Iraq, 2014. Romani, giornalista di lungo corso, è a Baghdad per un reportage, mentre l'Isis ancora minaccia la città. Macerie, distruzione: ma in un campetto di calcio sgarrupato un gruppo di ragazzi si è ritagliato uno spazio a parte. Fanno boxe. Non c'è un sacco, non c'è nulla, si allenano tirando pugni contro un muro. La nazionale irachena sono loro. Che ostinatamente si preparano in vista dei Giochi di Rio.
Alle spalle hanno 13 anni di guerra ma nella testa un'idea: diventare campioni olimpici. Hands of God (di cui Alfonso Cuaron è produttore esecutivo) è la loro storia. Per due anni Romani è tornato in Iraq per riprenderli e accompagnarli nella corsa. «Tra un allenamento e l'altro andavano al fronte a sparare», spiega. «Si univano alle truppe irregolari per resistere all'Isis. La quotidianità era quella. Tre attacchi bomba al giorno e una media di mille morti al mese.
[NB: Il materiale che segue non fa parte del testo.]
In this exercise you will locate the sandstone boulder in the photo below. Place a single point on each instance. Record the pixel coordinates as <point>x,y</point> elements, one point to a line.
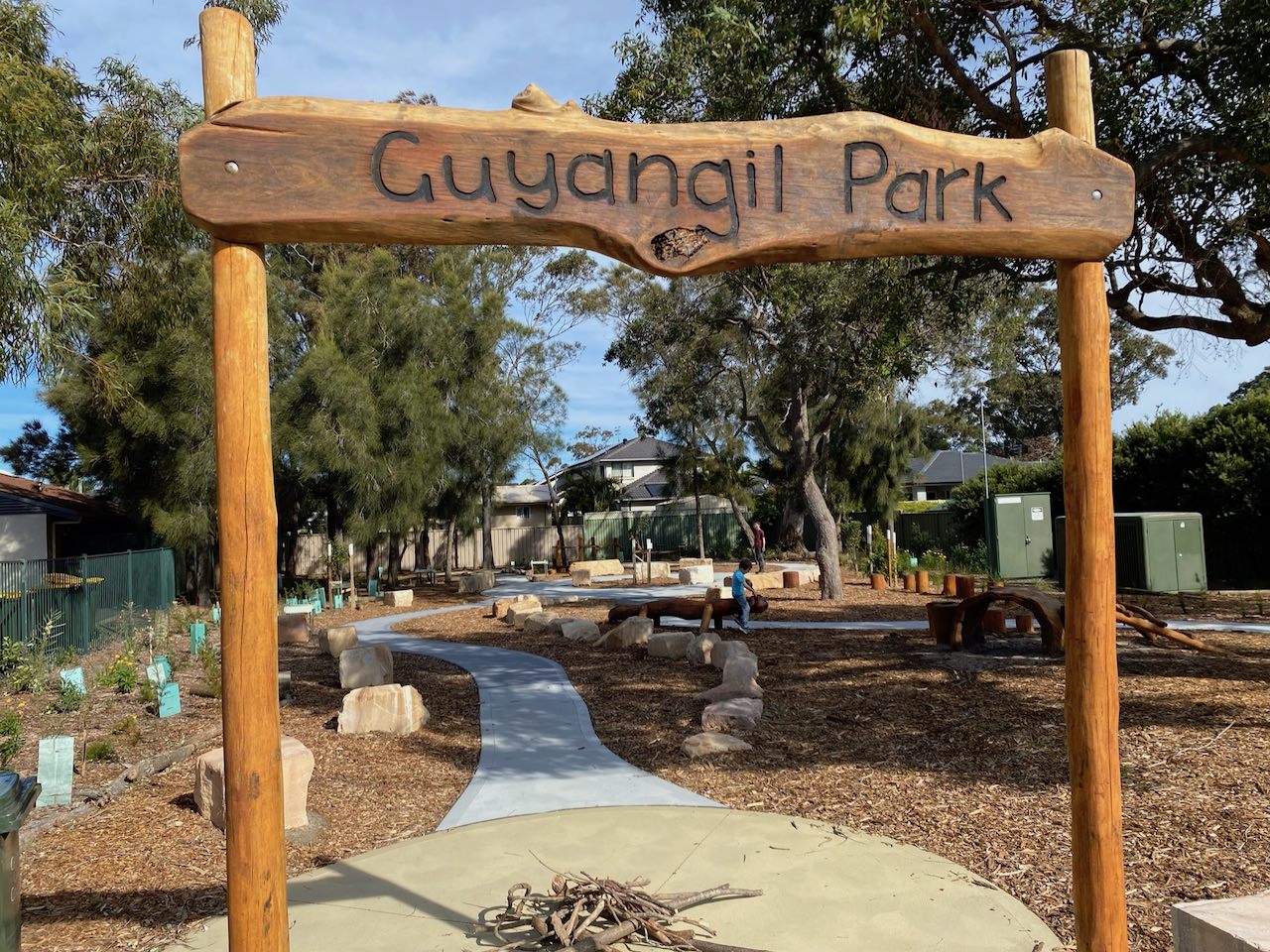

Da una parte la difesa della città, dall'altra il ring. La fragilità del loro presente prendeva luce dal quell'ostinato tirare pugni che significava futuro. Per me è stata una lezione di vita».

Una personale idea di pace

Ragazzi come tanti, ma non ragazzi qualsiasi, con radici in alcuni dei quartieri più perocolosi del mondo. Waheed, Jafaar, Saadi - lui, giovane promessa dei pesi massimi, costretto a una missione per liberare Falluja: riusciranno a ottenere che il mondo si accorga davvero dell'Iraq? «La situazione era disperata, assurda, ma contro ogni ragionevole speranza, a Baku, all'ultimo torneo utile per classificarsi, uno di loro ce l'ha fatta, primo pugile iracheno alle Olimpiadi dal 1984».

Ci sarà tutto questo stasera, a Taormina, con Hands of God. La storia recente di un Paese stretta nei pugni di un gruppetto di atleti ingenui che furiosamente desiderano e furiosamente combattono, "in nome di Dio", in nome di una personale idea di pace.